I like fair play :tickled:
I was in a football club
Now I may not play because I beat the coach of the other them.
He called me a stupid idiot.
football sucks :loco:
 
Blutaar said:
I like fair play :tickled:
I was in a football club
Now I may not play because I beat the coach of the other them.
He called me a stupid idiot.
football sucks :loco:

"Trouble"
Do you think your really hard when you scream at each other?
Do you think your really hard ????
Do you think your really hard ????
Dou you think your really hard when you end up dead?

[Chorus]
Screaming at each other
Kicks to the head
Brother against brother
Until you end up dead


You prove the papers right by the way you fucking act
You prove the papers right when your sniffing glue
You prove the papers right and that's a sad fact
You end up on the floor beaten black and blue


p.s.- that wasnt really directed at you, I just like Combat 84 too much.
 
I guess you're referring to what is know as Hooliganism, and it's true that it's quite common with so called Firms in European Football.
It's been a big problem in Swedish football for many years, but we're nowhere close to what it's like in England, Italy or Holland for example.

For a lot of people across Europe the national football team is the pride of the country, and if they lose it means that the supporters' pride is hurt. That's when violence occurs. But when it comes to club football there are also problems with so called proffesional hooligans, who actually go to different games to pick a fight, even though their favourite team is not playing.

Personally I don't care too much for National team football. Sure, I like watching the world cup, and I definately cheer for Sweden when they are playing, but Djurgården is the team in my heart.

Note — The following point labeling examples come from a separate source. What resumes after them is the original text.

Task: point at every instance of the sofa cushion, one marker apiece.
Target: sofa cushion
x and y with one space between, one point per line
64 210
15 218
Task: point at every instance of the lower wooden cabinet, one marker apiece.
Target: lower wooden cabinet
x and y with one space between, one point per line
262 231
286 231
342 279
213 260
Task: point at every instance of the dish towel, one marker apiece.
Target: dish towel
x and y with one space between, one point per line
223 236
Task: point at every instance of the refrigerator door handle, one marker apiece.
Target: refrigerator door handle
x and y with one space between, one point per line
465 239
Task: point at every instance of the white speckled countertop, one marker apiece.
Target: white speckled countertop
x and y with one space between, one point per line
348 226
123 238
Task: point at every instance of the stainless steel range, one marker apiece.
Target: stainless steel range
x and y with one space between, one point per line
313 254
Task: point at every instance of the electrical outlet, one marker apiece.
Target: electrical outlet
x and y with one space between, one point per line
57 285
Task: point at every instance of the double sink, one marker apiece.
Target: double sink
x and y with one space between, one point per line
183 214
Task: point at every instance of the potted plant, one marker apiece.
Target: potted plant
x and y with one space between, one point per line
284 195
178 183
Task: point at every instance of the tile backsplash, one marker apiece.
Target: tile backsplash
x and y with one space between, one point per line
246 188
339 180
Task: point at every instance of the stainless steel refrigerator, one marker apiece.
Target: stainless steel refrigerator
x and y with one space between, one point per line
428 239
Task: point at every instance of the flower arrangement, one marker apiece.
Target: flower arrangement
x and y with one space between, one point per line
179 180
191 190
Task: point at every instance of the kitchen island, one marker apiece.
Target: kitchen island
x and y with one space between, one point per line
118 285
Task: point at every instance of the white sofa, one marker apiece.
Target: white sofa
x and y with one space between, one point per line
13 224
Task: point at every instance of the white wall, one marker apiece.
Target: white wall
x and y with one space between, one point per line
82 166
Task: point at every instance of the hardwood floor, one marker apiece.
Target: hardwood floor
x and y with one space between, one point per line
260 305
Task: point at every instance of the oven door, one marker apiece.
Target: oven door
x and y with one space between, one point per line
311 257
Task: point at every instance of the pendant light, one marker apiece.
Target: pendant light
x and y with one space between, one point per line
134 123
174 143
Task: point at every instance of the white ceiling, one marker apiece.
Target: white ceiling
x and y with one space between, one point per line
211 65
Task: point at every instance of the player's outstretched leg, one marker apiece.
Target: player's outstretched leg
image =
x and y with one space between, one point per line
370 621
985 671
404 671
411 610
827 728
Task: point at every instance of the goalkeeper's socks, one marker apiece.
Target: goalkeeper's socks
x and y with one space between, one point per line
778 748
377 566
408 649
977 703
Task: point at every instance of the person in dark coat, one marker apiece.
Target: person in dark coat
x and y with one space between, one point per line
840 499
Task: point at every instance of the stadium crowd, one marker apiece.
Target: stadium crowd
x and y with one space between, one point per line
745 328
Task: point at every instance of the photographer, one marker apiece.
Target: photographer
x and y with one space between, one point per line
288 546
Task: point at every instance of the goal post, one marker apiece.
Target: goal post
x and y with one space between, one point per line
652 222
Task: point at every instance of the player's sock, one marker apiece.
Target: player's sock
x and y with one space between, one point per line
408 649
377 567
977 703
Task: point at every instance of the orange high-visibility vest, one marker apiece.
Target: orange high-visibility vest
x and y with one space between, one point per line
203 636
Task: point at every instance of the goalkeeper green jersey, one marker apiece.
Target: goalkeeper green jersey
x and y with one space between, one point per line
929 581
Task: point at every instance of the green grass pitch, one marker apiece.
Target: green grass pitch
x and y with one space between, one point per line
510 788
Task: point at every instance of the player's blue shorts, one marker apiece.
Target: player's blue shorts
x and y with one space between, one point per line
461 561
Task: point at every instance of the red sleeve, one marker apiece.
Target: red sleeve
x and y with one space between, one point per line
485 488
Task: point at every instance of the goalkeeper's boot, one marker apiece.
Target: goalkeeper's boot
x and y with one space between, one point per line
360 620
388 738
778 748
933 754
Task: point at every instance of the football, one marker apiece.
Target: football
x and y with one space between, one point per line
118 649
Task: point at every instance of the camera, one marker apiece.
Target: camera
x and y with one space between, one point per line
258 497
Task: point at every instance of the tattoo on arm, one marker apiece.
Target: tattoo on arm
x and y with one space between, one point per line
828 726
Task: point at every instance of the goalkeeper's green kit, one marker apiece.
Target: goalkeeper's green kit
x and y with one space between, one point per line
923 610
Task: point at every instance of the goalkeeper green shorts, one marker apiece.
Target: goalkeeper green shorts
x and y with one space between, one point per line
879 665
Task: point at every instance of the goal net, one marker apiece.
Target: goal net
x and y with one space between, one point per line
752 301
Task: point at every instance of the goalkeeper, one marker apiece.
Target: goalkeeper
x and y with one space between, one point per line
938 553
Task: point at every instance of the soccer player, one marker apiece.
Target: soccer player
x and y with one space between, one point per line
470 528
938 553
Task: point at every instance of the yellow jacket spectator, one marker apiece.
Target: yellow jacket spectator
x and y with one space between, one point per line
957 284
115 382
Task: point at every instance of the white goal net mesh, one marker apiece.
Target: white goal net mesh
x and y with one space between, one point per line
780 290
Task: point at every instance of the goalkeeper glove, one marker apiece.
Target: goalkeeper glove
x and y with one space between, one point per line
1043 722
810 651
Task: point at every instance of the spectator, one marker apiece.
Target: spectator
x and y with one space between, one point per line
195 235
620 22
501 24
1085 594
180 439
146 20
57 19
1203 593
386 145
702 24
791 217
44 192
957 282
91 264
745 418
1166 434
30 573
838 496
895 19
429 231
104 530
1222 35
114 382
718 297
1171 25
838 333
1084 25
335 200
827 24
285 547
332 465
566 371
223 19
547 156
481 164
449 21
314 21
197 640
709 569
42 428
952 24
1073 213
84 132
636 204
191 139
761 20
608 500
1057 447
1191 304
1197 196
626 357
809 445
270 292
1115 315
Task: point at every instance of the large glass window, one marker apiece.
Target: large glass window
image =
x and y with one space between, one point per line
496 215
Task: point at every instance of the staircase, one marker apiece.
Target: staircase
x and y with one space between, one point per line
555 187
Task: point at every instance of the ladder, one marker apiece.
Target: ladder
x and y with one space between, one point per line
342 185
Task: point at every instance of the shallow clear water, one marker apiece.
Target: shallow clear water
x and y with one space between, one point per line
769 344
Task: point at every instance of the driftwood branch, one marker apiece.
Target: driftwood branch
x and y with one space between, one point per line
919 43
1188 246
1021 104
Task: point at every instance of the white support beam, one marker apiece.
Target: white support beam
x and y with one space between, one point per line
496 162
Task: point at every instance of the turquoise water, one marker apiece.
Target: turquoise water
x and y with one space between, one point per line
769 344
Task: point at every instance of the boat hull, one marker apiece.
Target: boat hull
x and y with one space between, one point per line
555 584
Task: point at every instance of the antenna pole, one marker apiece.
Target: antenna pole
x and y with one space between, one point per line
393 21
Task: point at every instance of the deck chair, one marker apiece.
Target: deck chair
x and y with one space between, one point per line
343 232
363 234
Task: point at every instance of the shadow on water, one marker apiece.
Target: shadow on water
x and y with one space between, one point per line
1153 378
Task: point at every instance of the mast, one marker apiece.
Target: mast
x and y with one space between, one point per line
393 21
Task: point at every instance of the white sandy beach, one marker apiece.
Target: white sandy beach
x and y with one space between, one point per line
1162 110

If Sweden loose it doesn't bother me too much, but if Djurgården loses I could be down for a week!

I don't think it's possible to understand the beauty of real football, unless you have a team that you love. Football is every emotion between utter depression (when you're team is relegated to a lower series) and pure happiness (when you win the championship). It's every emotion between pure hate (when you lose to you arch rivals and "football" enemies) and brotherhood (to the supporters of your team, but also to supporters for other teams during a national team game).

Besides, there's no better feeling than to sit with your friends at a pub, or in a park if the weather allows, having a couple of beers before the game. Then you walk up to the stadium and see all the people wearing your team colour, and you hear the singing from the supporters in the arena...
 
the only time i was captivated in football (soccer) was for the world championhsip in france 1998.. when we won :) but otherwise i dont give a shit anymore.

anyway talking about hooligans, its amasing to know that the parisian team has a whole bunch of racist supporters. the stadium even has a whole section where all these skinhead/hooligans go and they hail and fight all the time. a campaign started agains racism in stadiums.. once i was walking around close to the stadium after a game and these supporters were throwing bananas at a bunch of scumbags (you know these guys dressed in fluorescent colors and who listen to rap..) and there were tons of cops seperating them. anyway i think there's the same problem for the supporters of the italian team of Alazio.